作者:Kjoller Erik*; Hilden Jorgen; Winkel Per; Galatius Soren; Frandsen Niels Jorgen; Jensen Gorm B; Hansen Jorgen Fischer; Kastrup Jens; Jespersen Christian M; Hildebrandt Per; Kolmos Hans Jorn; Gluud Christian
来源:American Heart Journal, 2014, 168(2): 197-+.
DOI:10.1016/j.ahj.2013.12.032

摘要

Background The objective of this study is to describe the agreement between randomized trial outcome assessment by committee and outcomes entirely identified through public registers. Methods In the CLARICOR trial, 4,372 patients with stable coronary heart disease received a short course of clarithromycin versus placebo and were followed up for 2.6 years. The pertinent hospital records and death certificates had originally been evaluated by the adjudication committee using common definitions of outcomes mapped into a 6-category list.
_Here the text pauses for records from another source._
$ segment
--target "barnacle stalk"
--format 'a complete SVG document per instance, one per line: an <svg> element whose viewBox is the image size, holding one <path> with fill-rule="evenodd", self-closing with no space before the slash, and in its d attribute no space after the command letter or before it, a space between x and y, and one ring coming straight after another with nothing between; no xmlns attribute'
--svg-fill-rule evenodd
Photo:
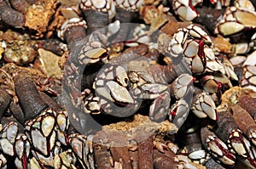
<svg viewBox="0 0 256 169"><path fill-rule="evenodd" d="M48 105L42 101L34 81L31 77L20 74L15 76L14 81L26 120L36 117L48 108Z"/></svg>

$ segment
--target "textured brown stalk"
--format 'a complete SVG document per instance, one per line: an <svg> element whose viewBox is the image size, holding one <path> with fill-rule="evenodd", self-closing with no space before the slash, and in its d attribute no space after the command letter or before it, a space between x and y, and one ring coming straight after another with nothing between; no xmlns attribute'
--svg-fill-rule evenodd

We now mechanically converted the International Classification of Diseases-coded diagnoses of the public registries into the same categories. After cross-tabulation of the committee diagnoses with National Patient Register diagnoses and Register of Causes of Death, we calculate agreement and compare the estimated intervention effects of the 2 data sets. Results With public register data, the protocol-specified categories were slightly more frequent. Overall agreement was 74% for hospital discharges and 60% for cause of death, but the intervention effect, expressed as a hazard ratio, stayed within 4% of the value originally obtained with the adjudication committee (P >= .35). Conclusions Our results show a modest agreement between formal adjudication and outcomes deducible from public registers. However, the estimated intervention effect did not differ noticeably between the 2 data sources. If studies on a wide range of public registers confirm these findings, register outcomes may be considered as a replacement for adjudication committees.